Event Log Error Definitions - RFC

Fri Nov 4 08:06:55 AEDT 2016

The openbmc event log is in full swing with Adriana and I working on
it last sprint and this sprint.  I'd like to throw some
questions/design thoughts on there for this sprints current work.

A little background first though
- The initial commit, with the elog interface can be found here:
https://gerrit.openbmc-project.xyz/#/c/660/
- You can follow the commit history in the upper right to see all of
the code associated with it

The event log is primarily used to log errors that occur within the
system.  Think things like my power supply isn't working or a core
wont start or a seeprom has bad vpd.  Our design is to define errors
within a yaml file (elog.yaml), compile (elog-gen.py) those into a
header file for compile time validation (elog-gen.hpp), and then have
the code use the defined error codes when they hit errors.

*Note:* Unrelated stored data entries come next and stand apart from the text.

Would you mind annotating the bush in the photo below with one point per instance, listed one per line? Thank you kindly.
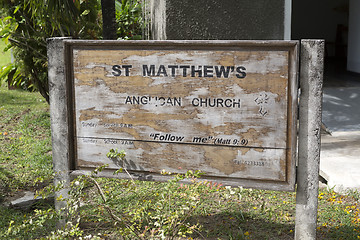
(28, 23)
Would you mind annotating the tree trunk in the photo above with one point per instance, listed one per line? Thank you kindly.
(109, 23)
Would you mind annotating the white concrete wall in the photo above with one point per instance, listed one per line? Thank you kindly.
(353, 63)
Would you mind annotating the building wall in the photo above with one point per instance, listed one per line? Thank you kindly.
(353, 63)
(220, 19)
(321, 19)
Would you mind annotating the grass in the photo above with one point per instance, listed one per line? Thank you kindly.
(25, 148)
(207, 210)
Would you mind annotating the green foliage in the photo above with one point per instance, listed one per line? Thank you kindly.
(129, 19)
(26, 27)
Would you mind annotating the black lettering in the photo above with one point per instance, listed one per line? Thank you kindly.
(236, 103)
(219, 102)
(212, 102)
(173, 71)
(163, 101)
(197, 102)
(194, 71)
(226, 103)
(241, 72)
(203, 101)
(147, 71)
(184, 68)
(177, 101)
(116, 70)
(127, 71)
(136, 100)
(162, 71)
(144, 100)
(208, 71)
(128, 100)
(222, 71)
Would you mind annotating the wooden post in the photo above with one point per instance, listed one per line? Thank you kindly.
(311, 79)
(59, 117)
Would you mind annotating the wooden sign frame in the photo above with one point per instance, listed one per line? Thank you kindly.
(238, 55)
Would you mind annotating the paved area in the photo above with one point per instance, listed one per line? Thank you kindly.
(340, 153)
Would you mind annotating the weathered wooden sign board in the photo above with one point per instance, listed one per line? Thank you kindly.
(227, 108)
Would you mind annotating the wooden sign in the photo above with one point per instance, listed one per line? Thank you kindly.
(227, 108)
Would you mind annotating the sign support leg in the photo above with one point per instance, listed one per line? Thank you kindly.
(59, 119)
(311, 79)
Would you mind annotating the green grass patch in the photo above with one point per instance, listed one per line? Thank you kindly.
(25, 145)
(128, 209)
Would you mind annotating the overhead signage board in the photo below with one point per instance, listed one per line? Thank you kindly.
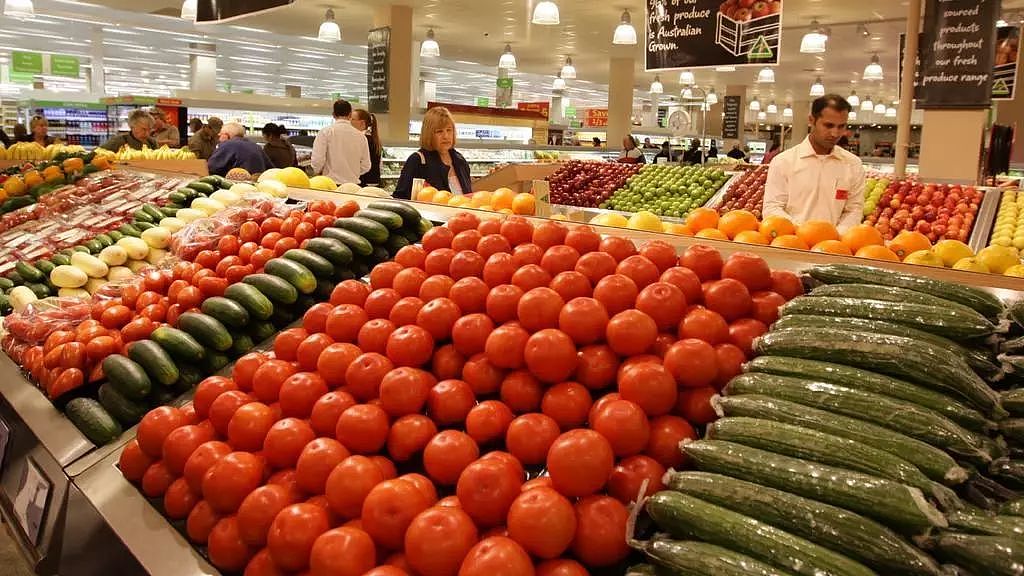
(711, 33)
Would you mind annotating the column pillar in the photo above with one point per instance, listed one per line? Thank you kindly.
(622, 78)
(394, 124)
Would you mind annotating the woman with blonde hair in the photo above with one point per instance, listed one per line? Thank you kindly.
(437, 161)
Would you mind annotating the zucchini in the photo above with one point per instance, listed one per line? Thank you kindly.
(872, 382)
(207, 330)
(819, 447)
(988, 556)
(981, 300)
(92, 420)
(693, 559)
(980, 360)
(850, 534)
(922, 363)
(934, 462)
(899, 506)
(898, 415)
(686, 517)
(951, 322)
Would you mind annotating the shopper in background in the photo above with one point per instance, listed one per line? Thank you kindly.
(40, 131)
(237, 152)
(204, 139)
(163, 131)
(816, 179)
(631, 152)
(366, 122)
(279, 150)
(341, 152)
(437, 161)
(139, 128)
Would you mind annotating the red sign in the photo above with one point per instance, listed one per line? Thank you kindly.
(543, 108)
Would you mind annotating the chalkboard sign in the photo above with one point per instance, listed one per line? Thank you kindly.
(709, 33)
(730, 121)
(378, 73)
(957, 53)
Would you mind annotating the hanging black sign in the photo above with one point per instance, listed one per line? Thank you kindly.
(709, 33)
(957, 53)
(378, 73)
(730, 120)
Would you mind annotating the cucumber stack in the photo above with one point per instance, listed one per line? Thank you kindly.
(866, 436)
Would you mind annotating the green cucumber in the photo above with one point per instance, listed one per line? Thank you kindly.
(357, 244)
(915, 421)
(981, 300)
(388, 218)
(410, 215)
(847, 533)
(335, 251)
(920, 362)
(933, 461)
(371, 230)
(686, 517)
(178, 343)
(872, 382)
(207, 330)
(228, 312)
(276, 289)
(258, 306)
(125, 411)
(92, 420)
(296, 274)
(314, 262)
(128, 377)
(155, 361)
(894, 504)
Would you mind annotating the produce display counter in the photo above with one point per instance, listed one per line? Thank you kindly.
(95, 522)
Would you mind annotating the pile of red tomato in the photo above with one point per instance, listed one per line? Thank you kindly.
(395, 430)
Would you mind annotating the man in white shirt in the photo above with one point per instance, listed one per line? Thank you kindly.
(341, 152)
(816, 179)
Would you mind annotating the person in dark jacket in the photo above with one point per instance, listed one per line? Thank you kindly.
(367, 122)
(436, 162)
(279, 150)
(237, 152)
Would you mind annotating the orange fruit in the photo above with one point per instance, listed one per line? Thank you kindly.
(712, 233)
(908, 242)
(860, 236)
(701, 218)
(524, 204)
(774, 227)
(832, 247)
(878, 253)
(791, 241)
(816, 232)
(751, 237)
(735, 221)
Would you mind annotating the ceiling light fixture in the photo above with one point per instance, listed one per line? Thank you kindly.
(656, 87)
(430, 48)
(817, 89)
(546, 13)
(625, 33)
(330, 31)
(873, 70)
(188, 8)
(568, 71)
(814, 41)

The event log uses exceptions.  When a user creates an event log, it
throws an exception.  That exception can be caught and handled by
calling code or it will be propagated up into the sdbusplus code which
will then (hand waving here) send the exception over to the calling
application and turn it back into an exception for the calling
application to handle.  The idea is that application code looks the
same (try/catch) when it's calling an internal function and a dbus
interface.

Now for this sprint, I'm working on a story to allow us to define the
errors within the phosphor-dbus-interface repo, but to have the meta
data associated with the error stay in the phosphor-logging repo.  The
story is https://github.com/openbmc/openbmc/issues/731

Currently the design is that all errors are defined within the
phosphor-logging/elog.yaml file but we want to move to a portion of
the error being defined within the phosphor-dbus-interface repo.  The
idea is that you define the errors a dbus application can return when
you're defining it's interface, but the meta data (i.e. the data you
collect with the error like file name info and errno) is defined
within the phosphor-logging repo.  This ends up being a bit of a pain
for a dev because they have to update 2 repo's to add a new error but
the goal is to have a fairly minimal set of errors defined that can be
shared between applications (and it feels architecturally correct,
define the errors in the interface, define the data associated with
those errors in the event log).  We foresee the meta data that can go
with errors growing in the future (calling out a piece of defective
hardware is one example).

So here's what I'm thinking:

phosphor-dbus-interface/Common.errors.yaml
- name: FILE_NOT_FOUND

phosphor-logging/elog.yaml
- name: FILE_NOT_FOUND:
        msg: "A required file was not found"
        level: INFO
        meta:
            - str: "ERRNUM=0x%.4X"
              type: int
            - str: FILE_PATH=%s
              type: const char *
            - str: FILE_NAME=%s
              type: const char *

The tool phosphor-logging/elog-gen.py is what will take the .yaml
files, validate all errors defined in phosphor-dbus-interface have a
corresponding entry in elog.yaml and then generate the elog-gen.hpp
file.  We want to keep the overlap minimal so putting most of the data
in the phosphor-logging repo makes the most sense to me.

The Common.errors.yaml is where we put common errors shared across
multiple dbus applications.  The apps will also have their own
specific yaml files in phosphor-dbus-interface when needed (i.e.
Inventory.errors.yaml).

Thought/Comments/Questions?

Andrew